Adams's music drama Blake (composed 1986) was the focus of a significant portion of Y. C. Williams's New Perspectives on Music (ed. J. Wright with S.A. Floyd Jr, published Warren, Michigan, 1992, pages 172–209). This music drama is very loosely based on Martin Delany's novel Blake; or the Huts of America (1859–1862), which is about the lives of African-American slaves on the eve of the Civil War. The work incorporates many elements of African-American music, such as syncopated rhythms, melodies reminiscent of spiritual and gospel music, and an improvised percussion passage in the style of Afro-Cuban jazz. Adams started to compose Blake in June 1980 after taking up residence at the Yaddo arts colony. During this stage, he worked with librettist Daniel Myers, which carried the development of the opera into 1985. The opera was introduced at Oberlin College at a workshop setting and officially had its first hearing at the Bolden Theatre, Cleveland Playhouse. The premiere was broadcast over PBS with Veronica Tyler and Kathleen Orr (sopranos), Jane Vernon (mezzo-soprano), Paul Atkins (tenor), Herbert Perry (baritone), Stephen Saxon (bass), and the William Appling singers with Appling conducting.

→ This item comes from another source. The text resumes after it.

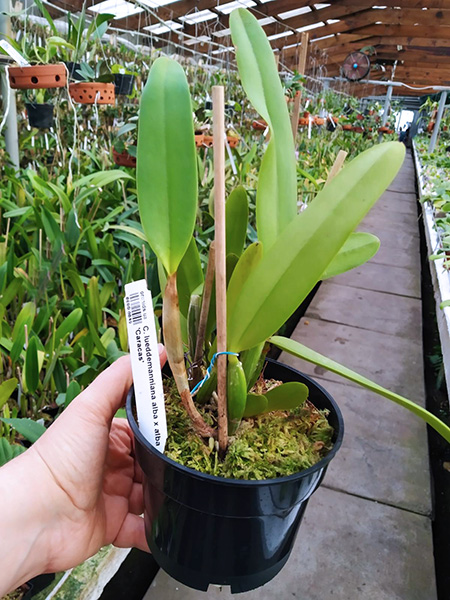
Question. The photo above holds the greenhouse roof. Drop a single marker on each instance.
(410, 43)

Between 1997 and 2007, Adams composed Twenty-Six Etudes for Solo Piano, which were recorded by Maria Thompson Corley (1–12) and Thomas Otten (13–26) and performed live at the University of North Carolina at Chapel Hill. In 2015, he received the Cleveland Arts Award.

Adams worked from his Cleveland studio in Ohio purely focused on composition and promotion of his music. He was also a frequent lecturer at various colleges and universities, instructing people on his music.

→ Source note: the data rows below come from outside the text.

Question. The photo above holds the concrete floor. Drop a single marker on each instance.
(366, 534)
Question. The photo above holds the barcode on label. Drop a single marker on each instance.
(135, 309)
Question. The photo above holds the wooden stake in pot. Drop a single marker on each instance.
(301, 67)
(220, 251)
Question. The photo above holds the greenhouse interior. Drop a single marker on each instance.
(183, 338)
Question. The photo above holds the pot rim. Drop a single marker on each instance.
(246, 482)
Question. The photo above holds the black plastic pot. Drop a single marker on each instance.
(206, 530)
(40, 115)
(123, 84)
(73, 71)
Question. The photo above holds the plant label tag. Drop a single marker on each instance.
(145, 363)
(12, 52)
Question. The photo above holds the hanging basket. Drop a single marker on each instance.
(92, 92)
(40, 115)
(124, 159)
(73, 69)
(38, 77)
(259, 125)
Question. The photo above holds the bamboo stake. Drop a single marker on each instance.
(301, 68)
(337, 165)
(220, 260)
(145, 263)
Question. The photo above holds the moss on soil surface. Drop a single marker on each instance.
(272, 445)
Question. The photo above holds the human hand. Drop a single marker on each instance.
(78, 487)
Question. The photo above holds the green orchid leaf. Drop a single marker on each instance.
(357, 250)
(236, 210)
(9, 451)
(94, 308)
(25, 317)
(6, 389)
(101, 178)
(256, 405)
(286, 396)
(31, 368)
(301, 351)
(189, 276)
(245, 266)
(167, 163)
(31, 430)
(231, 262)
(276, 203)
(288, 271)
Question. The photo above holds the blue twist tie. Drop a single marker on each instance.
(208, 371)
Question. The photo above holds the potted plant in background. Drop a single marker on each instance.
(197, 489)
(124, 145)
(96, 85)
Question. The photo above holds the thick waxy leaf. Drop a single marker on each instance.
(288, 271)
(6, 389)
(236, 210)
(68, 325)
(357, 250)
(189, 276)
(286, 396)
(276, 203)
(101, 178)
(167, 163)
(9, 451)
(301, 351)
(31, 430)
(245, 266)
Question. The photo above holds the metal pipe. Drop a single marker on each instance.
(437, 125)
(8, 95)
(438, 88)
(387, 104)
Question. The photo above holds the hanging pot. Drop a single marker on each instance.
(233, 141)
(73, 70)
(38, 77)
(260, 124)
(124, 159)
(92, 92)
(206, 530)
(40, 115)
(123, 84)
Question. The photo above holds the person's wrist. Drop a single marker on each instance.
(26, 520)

Adams died in Cleveland on May 24, 2024, at the age of 91.

== Compositions ==

=== Daybirth ===
A collection of songs on the texts of Joette McDonald:

- "On This Day"
- "Love Union (a.k.a. Christ at a Wedding)"
- "In the Midnight of My Soul"
- "Cantus"
- "Anniversary Song"
- "Daybirth"
- "Flying"
- "From a Hotel Room"
- "Love Request"
- "Lullaby Eternal"
- "Midas, Poor Midas"
- "Song to Baby Jesus"
- "Song of Thanks"
- "Song of the Innkeeper's Children"
- "Wave and the Shore"
- "Contentment"
- "Night People"

=== Five Millay Songs ===
Songs on the texts of Edna St. Vincent Millay:

- "Wild Swans"
- "Branch by Branch"
- "For You There is No Song"
- "The Return from Town"
- "Gone Again is Summer the Lovely"

=== Nightsongs ===

- "Prayer" (text by Langston Hughes)
- "Drums of Tragedy" (text by Langston Hughes)
- "The Heart of a Woman" (text by Georgia Douglas Johnson)
- "Night Song" (text by Clarissa Scott Delany)
- "Sence You Went Away" (text by James Weldon Johnson)
- "Creole Girl" (text by Morgan Collins)

Note: Nightsongs is also available for medium solo voice and chamber orchestra. "The Heart of a Woman" is also available for solo tenor, solo baritone and piano.

=== The Wider View ===

- "To the Road" (text by Paul Laurence Dunbar)
- "Homesick Blues" (text by Langston Hughes)
- "Li'l' Gal" / "My Man" (text by Paul Laurence Dunbar)
- "Love Come and Love gone" (text by Georgia Douglas Johnson)
- "The Wider View" (text by R. H. Grenville)
- "Love Rejoices" (text by James Dillet Freeman)

=== Collected songs ===

- "Love Request" (text by Paul Laurence Dunbar)
- "Love Memory" (text by Paul Laurence Dunbar)
- "Amazing Grace" (text by H. Leslie Adams)
- "Song of Solitude" a/k/a "Alone...." (text by Nikos Valance)
- "Dream Song" (text by Countee Cullen) piano–vocal and optional with cello obbligato
- "Advocation" (text by Suzanne Hassler)
- "Christmas Lullaby" (text by H. Leslie Adams)
- "It's So Nice Being Home at Christmas" (text by H. Leslie Adams)
- "Walking After Midnight" (text by H. Leslie Adams)

Source

== Scores and recordings ==
Critically acclaimed CD recordings of Adams are Twelve Etudes (Piano Etudes Part I), Piano Etudes Part II.